El jardín secreto (1911)Frances Hodgson Burnett

Editorial CõLeemos Contigo Editorial S.A.S. de [email protected]ón: Abril 2022

Imagen de portada: RawpixelTraducción: Benito RomeroProhibida la reproducción parcial o total sin la autorización escrita del editor.

El jardín secreto

I · Ya no hay nadie

II · Mary parte a Inglaterra

III · A través del paramo

IV · Martha

V · El llanto en el corredor

VI · En verdad, alguien lloraba

VII · La llave del jardín

VIII · El petirrojo que mostró el camino

IX · La más extraña de las casas

X · Dickon

XI · El nido del tordo

XII · ¿Puedo tener un pedazo de tierra?

XIII · Soy Colin

XIV · El joven rajá

XV · Construyendo el nido

XVI · ¡No lo haré!

XVII · Una rabieta

XVIII · No debes perder el tiempo

XIX · ¡Ha llegado!

XX · Viviré para siempre

XXI · Ben Weatherstaff

XXII · Al caer el sol

XXIII · Magia

XXIV · Déjenlos reír

XXV · La cortina

XXVI · ¡Es mamá!

XXVII · En el jardín

I · Ya no hay nadie

Mary Lennox, cuando se fue a vivir con su tío a Misselthwaite Manor, todos pensaban que era una niña de aspecto bastante desagradable; y tenían razón. En sus delgadas facciones se reflejaba una expresión amargura. Su cuerpo era flaco y pequeño; su cabello, de color amarillo, era fino y escaso; su cara también era pálida, quizás porque en la India, donde había nacido, por una razón u otra, enfermaba regularmente.

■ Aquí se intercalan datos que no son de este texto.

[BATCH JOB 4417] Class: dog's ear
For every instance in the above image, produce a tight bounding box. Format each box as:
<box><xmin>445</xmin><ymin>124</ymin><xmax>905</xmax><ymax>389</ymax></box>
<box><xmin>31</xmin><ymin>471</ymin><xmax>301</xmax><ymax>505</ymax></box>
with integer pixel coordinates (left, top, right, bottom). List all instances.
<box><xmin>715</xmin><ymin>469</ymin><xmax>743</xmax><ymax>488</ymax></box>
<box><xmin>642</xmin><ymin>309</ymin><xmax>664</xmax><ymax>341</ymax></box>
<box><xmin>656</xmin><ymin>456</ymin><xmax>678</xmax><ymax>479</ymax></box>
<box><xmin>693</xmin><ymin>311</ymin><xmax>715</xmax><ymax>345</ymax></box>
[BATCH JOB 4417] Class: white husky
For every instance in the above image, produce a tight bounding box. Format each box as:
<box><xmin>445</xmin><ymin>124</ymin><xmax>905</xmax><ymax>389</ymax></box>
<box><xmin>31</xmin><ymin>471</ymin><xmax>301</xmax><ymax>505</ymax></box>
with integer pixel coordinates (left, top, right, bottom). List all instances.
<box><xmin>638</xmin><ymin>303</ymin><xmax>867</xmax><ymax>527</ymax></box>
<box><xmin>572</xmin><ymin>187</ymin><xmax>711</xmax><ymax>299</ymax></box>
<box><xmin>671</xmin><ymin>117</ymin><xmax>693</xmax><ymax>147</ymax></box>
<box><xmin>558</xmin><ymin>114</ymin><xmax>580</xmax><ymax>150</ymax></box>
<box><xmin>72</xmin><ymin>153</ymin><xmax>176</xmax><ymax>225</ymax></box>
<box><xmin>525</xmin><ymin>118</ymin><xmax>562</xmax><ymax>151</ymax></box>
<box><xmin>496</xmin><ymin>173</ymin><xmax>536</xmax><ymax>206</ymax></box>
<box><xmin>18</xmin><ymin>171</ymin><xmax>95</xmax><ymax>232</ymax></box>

Su padre había sido empleado del gobierno inglés y tenía múltiples obligaciones. Su madre, una mujer de gran belleza, sólo se preocupaba de asistir a las mejores fiestas. Ella no quería tener una niña; por eso, cuando Mary nació, la entregó al cuidado de una aya a quien dio a entender que, para servir bien a la memsahib, debía mantenerla alejada de su presencia.

Así, esta niña de mal carácter, débil y feúcha estuvo siempre lejos de su madre. Ella sólo recordaba haber visto a su alrededor las caras de su aya y de los demás sirvientes hindúes; quienes, para que no llorara o molestara a la memsahib, la obedecían y le daban gusto en todo lo que quería. Así, a sus cortos seis años, Mary se había convertido en una pequeña egoísta y tirana. La institutriz inglesa, quien debía enseñarle a leer y escribir, le tomó tal antipatía que a los tres meses dejó su trabajo. Lo mismo ocurrió con las institutrices que la sucedieron, y si Mary no se hubiera realmente en interesado saber lo que contenían los libros, ni siquiera habría aprendido a leer.

Una mañana de intenso calor, la niña despertó de muy mal humor. Se enfadó aún más al ver a su lado a una sirvienta que no era su aya.

—¿Por qué has venido? —preguntó—. No te quiero aquí. Envíame a mi aya.

La mujer, que se veía asustada, sólo atinó a decir, en tartamudeos, que su aya no podía acudir. Mary se enfureció de tal manera que la sirvienta, cada vez más atemorizada, sólo se limitaba a repetir que el aya no podía cuidar a la missiesahib.

Esa mañana parecía ocurrir algo misterioso, y nada era como de costumbre. Varios empleados habían desaparecido, y aquellos a quienes Mary pudo ver se escondían o corrían con caras apagadas y asustadas. Pero nadie dijo nada a la niña acerca de lo que sucedía y tampoco su aya fue a verla. A medida que avanzaba la mañana, Mary se sentía cada vez más sola; se dirigió al jardín y comenzó a jugar bajo un árbol cerca de la casa.

Mientras fingía hacer pequeños ramos de hibiscos rojos, su enojo se fue intensificando; al mismo tiempo que murmuraba por lo bajo todas aquellas palabras y nombres desagradables que diría a su aya en cuanto volviera.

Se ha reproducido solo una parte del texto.